# Random Forest

In [None]:
import pandas as pd
from sklearn.model_selection import train_test_split
from sklearn.ensemble import RandomForestClassifier
from sklearn.metrics import accuracy_score, f1_score, precision_score, recall_score
import category_encoders as ce
import os
import random
from sklearn.metrics import mean_squared_error
from collections import Counter
import matplotlib.pyplot as plt
import seaborn as sns

data_folder = 'Data/'
data_folder2 = 'RandomForest/'
accuracies = []


for year in range(1999, 2024):
    file_name = f"{year}.csv"
    file_name2 = f"{year}.pkl"
    file_name3 = f"{year}.png"
    file_path = os.path.join(data_folder, file_name)
    
    if os.path.exists(file_path):
        df = pd.read_csv(file_path)
        
        df.drop('Yönetmen', axis=1, inplace=True)
        df.drop('Senarist', axis=1, inplace=True)
        df.drop('Başroller', axis=1, inplace=True)
        df.drop('Besteci', axis=1, inplace=True)
        df.drop('Türler', axis=1, inplace=True)
        df.drop('Unnamed: 0', axis=1, inplace=True)
        df.drop('Unnamed: 0.1', axis=1, inplace=True)
        df = df.reset_index(drop=True)
        
        X = df.drop(['Sonuç'], axis=1)
        y = df['Sonuç']
        
        encoder = ce.OrdinalEncoder(cols=['Dizi İsimleri','Platform','Yapım Şirketi'])
        X_encoded = encoder.fit_transform(X)
        
        class_counts = y.value_counts()
        min_class_samples = class_counts.min()
        
        test_indices = []
        for c in y.unique():
            class_indices = df[df['Sonuç'] == c].index.tolist()
            if len(class_indices) >= min_class_samples:
                random_indices = random.sample(class_indices, min_class_samples)
            else:
                random_indices = random.choices(class_indices, k=min_class_samples)
            test_indices.extend(random_indices)
        
        X_test = X_encoded.loc[test_indices]
        y_test = y.loc[test_indices]
        X_train, _, y_train, _ = train_test_split(X_encoded.drop(test_indices), y.drop(test_indices), test_size=0.2, random_state=42)
       
        model = RandomForestClassifier(n_estimators=150)
        
        model.fit(X_train, y_train)
        
        test_data = df.loc[test_indices]

        y_pred = model.predict(X_test)
        
        class_names = sorted(y.unique())
        cm = confusion_matrix(y_test, y_pred)
        plt.figure(figsize=(10, 10))
        sns.heatmap(cm, annot=True, cmap='Blues', fmt='d', 
            xticklabels=class_names, yticklabels=class_names)
        plt.xlabel('Predicted labels')
        plt.ylabel('True labels')
        plt.title('Confusion Matrix')

        accuracy = accuracy_score(y_test, y_pred)
        precision = precision_score(y_test, y_pred, average='macro',zero_division=0)
        recall = recall_score(y_test, y_pred, average='macro',zero_division=0)
        f1 = f1_score(y_test, y_pred, average='macro',zero_division=0)

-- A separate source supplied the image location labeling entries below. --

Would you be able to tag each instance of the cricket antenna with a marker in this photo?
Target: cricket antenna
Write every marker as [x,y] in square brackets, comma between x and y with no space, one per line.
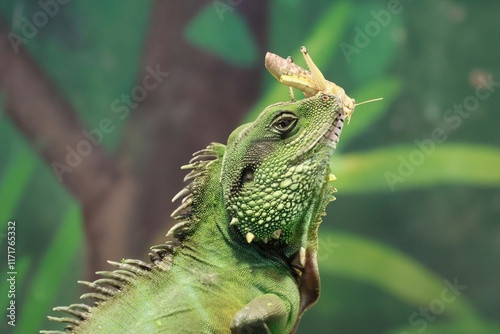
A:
[369,101]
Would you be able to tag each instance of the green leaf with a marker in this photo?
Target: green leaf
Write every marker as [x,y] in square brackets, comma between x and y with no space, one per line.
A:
[364,116]
[51,271]
[223,31]
[408,167]
[22,269]
[332,24]
[390,270]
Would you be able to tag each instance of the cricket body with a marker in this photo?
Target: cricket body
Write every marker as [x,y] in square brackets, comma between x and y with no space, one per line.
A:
[309,82]
[244,254]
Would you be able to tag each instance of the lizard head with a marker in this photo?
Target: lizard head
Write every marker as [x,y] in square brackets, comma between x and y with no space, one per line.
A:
[275,168]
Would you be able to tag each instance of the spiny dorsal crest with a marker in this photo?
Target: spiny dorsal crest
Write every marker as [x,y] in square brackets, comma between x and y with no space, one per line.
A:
[113,282]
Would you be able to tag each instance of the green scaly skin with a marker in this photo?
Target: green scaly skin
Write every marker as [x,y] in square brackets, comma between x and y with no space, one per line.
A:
[244,258]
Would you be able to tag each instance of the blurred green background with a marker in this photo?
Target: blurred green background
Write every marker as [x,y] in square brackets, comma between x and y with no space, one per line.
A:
[407,219]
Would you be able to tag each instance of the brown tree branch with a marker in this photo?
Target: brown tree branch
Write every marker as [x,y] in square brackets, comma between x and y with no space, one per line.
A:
[51,125]
[201,101]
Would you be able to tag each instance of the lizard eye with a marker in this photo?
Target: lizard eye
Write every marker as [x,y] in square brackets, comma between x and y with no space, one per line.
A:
[284,123]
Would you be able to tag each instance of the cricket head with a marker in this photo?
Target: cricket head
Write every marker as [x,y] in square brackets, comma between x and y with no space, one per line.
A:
[275,167]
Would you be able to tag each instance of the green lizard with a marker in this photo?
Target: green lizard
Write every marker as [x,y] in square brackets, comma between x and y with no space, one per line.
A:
[244,255]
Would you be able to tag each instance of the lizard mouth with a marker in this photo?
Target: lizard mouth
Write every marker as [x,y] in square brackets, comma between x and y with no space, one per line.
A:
[333,133]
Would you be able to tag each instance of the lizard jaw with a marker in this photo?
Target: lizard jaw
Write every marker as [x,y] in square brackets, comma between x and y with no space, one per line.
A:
[336,128]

        accuracies.append(accuracy)
        print(year)
        print("Accuracy:", accuracy)
        print("F1 Score:", f1)
        print("Precision Score:", precision)
        print("Recall Score:", recall)
        print("***---***")
        
        file_path2 = os.path.join(data_folder2, file_name2)
        file_path3 = os.path.join(data_folder2, file_name3)
        
        if not os.path.exists(data_folder2):
            os.makedirs(data_folder2)
        with open(file_path2, 'wb') as file:
            pickle.dump(model, file)
            plt.savefig(file_path3)
        
average_accuracy = sum(accuracies) / len(accuracies)
print(f"Average accuracy for all years: {average_accuracy}")

# Ada Boost

In [None]:
import pandas as pd
from sklearn.model_selection import train_test_split
from sklearn.metrics import accuracy_score, f1_score, precision_score, recall_score
from sklearn.ensemble import AdaBoostClassifier
from sklearn.metrics import confusion_matrix
import category_encoders as ce
import os
import random
import pickle
import matplotlib.pyplot as plt
import seaborn as sns

data_folder = 'Data/'
data_folder2 = 'AdaBoost/'
accuracies = []


for year in range(1999, 2024):
    file_name = f"{year}.csv"
    file_name2 = f"{year}.pkl"
    file_name3 = f"{year}.png"
    file_path = os.path.join(data_folder, file_name)
    
    if os.path.exists(file_path):
        df = pd.read_csv(file_path)
        
        df.drop('Yönetmen', axis=1, inplace=True)
        df.drop('Senarist', axis=1, inplace=True)
        df.drop('Başroller', axis=1, inplace=True)
        df.drop('Besteci', axis=1, inplace=True)
        df.drop('Türler', axis=1, inplace=True)
        df.drop('Unnamed: 0', axis=1, inplace=True)
        df.drop('Unnamed: 0.1', axis=1, inplace=True)
        df = df.reset_index(drop=True)
        
        X = df.drop(['Sonuç'], axis=1)
        y = df['Sonuç']
        
        encoder = ce.OrdinalEncoder(cols=['Dizi İsimleri','Platform','Yapım Şirketi'])
        X_encoded = encoder.fit_transform(X)
        
        class_counts = y.value_counts()
        min_class_samples = class_counts.min()
        
        test_indices = []
        for c in y.unique():
            class_indices = df[df['Sonuç'] == c].index.tolist()
            if len(class_indices) >= min_class_samples:
                random_indices = random.sample(class_indices, min_class_samples)
            else:
                random_indices = random.choices(class_indices, k=min_class_samples)
            test_indices.extend(random_indices)
        
        X_test = X_encoded.loc[test_indices]
        y_test = y.loc[test_indices]
        X_train, _, y_train, _ = train_test_split(X_encoded.drop(test_indices), y.drop(test_indices), test_size=0.2, random_state=42)
       
        model = AdaBoostClassifier(n_estimators=120)
        
        model.fit(X_train, y_train)
        
        test_data = df.loc[test_indices]

        y_pred = model.predict(X_test)
        
        class_names = sorted(y.unique())
        cm = confusion_matrix(y_test, y_pred)
        plt.figure(figsize=(10, 10))
        sns.heatmap(cm, annot=True, cmap='Blues', fmt='d', 
            xticklabels=class_names, yticklabels=class_names)
        plt.xlabel('Predicted labels')
        plt.ylabel('True labels')
        plt.title('Confusion Matrix')

        accuracy = accuracy_score(y_test, y_pred)
        precision = precision_score(y_test, y_pred, average='macro',zero_division=0)
        recall = recall_score(y_test, y_pred, average='macro',zero_division=0)
        f1 = f1_score(y_test, y_pred, average='macro',zero_division=0)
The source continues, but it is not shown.